= Robert Louis Hoguet =

American banker

Robert Louis Hoguet (1878–1961) was a banker, lawyer and civic leader in New York City.

== Career ==
Hoguet received his AB from Harvard College (1899) and his L.L.B. from Harvard Law School (1902). After working in the law for two decades, he became a first vice president of the Emigrant Bank in 1923, and became president in 1936. From 1945 to 1946 he served on the bank's board. The Emigrant Bank was founded to provide Irish immigrants in New York with a safe place for their money. He left Emigrant in 1946 and joined the law firm Amend and Amend.
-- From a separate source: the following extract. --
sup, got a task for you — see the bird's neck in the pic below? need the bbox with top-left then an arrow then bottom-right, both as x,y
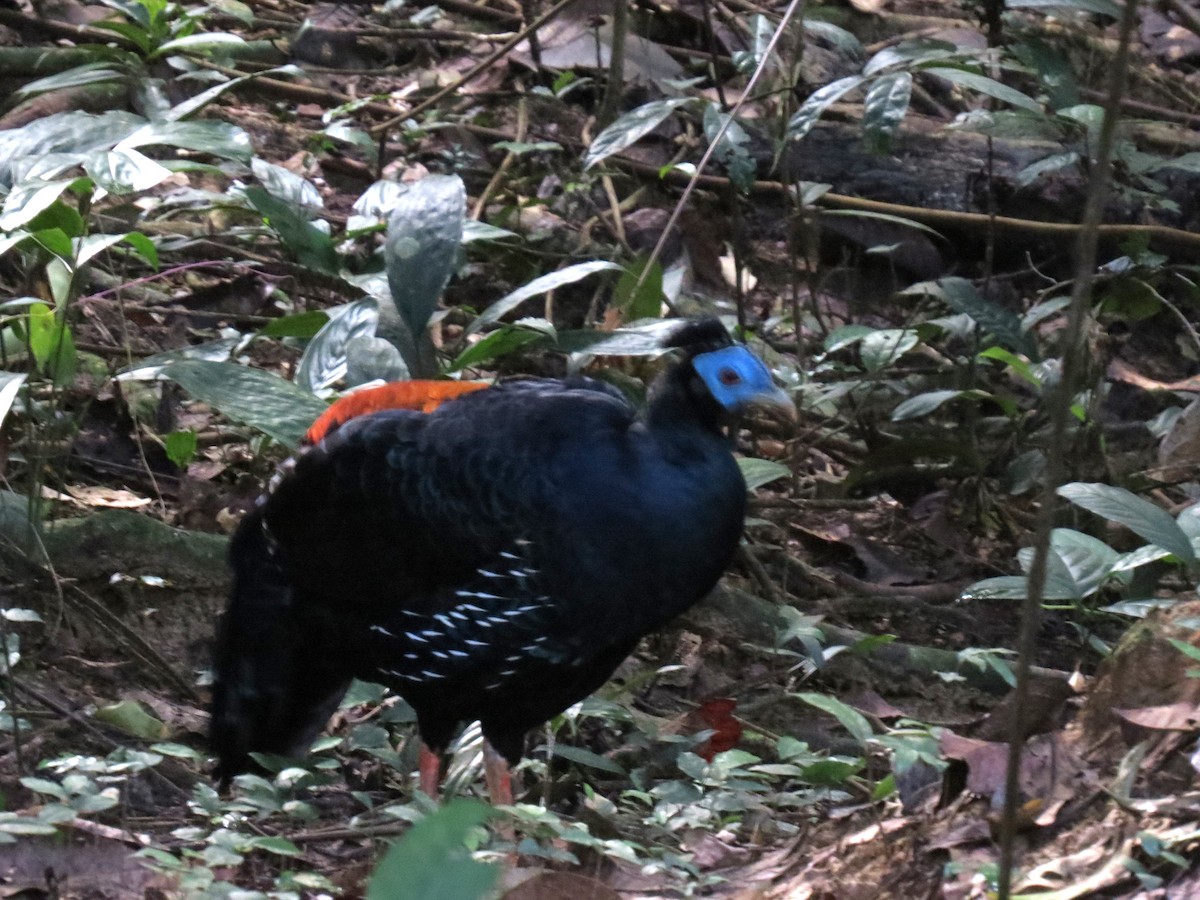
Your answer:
644,366 -> 725,436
He also served as vice president and director of Arthur Seligman and Co., Inc., and president of the Hoguet Real Estate Corporation.

== Philanthropic Organizations ==
Hoguet led or served on the boards of numerous philanthropic organizations over the course of his life, with particular interest in children, the poor, immigrant communities, post-war relief, and the Catholic faith.

- St. Vincent de Paul Institute, Tarrytown NY, President and Trustee
- New York Catholic Protectory, board
- Children's Aid Society, Director and Trustee
- French Institute, Director and Treasurer
- Lincoln Hall, Catholic Charities of New York, President of the board of managers
- Boy Scout Foundation of Greater New York, Council Member
- Girl Scouts, national advisory group
- American Re-lief to Austria, Inc., founding president (1945)
- Cooperative for American Remittances Everywhere (CARE), official
- Common Council for American Unity, chairman of campaign committee (appointed 1953)

=== Catholic Causes ===
Hoguet and his wife, Louise, were deeply involved in the Catholic Church and were important advocates for numerous Catholic causes. They are recognized as essential to the effort to bring the Carthusian Order to the United States. They were granted a private audience with Pope Pius XII at the Vatican in order to propose this action, and met with Carthusian entities in Italy to discuss the prospect. Louise Hoguet found a donor to donate a property in Vermont for the Order's use.

== Personal life ==
Hoguet was born into a prominent New York Irish Catholic family. His grandfather, Henry L. Hoguet, emigrated to New York from Ireland in 1834, to work for his family's fur business. He was on the board of the Emigrant Bank and served on numerous charities, a practice that was to be followed by later generations.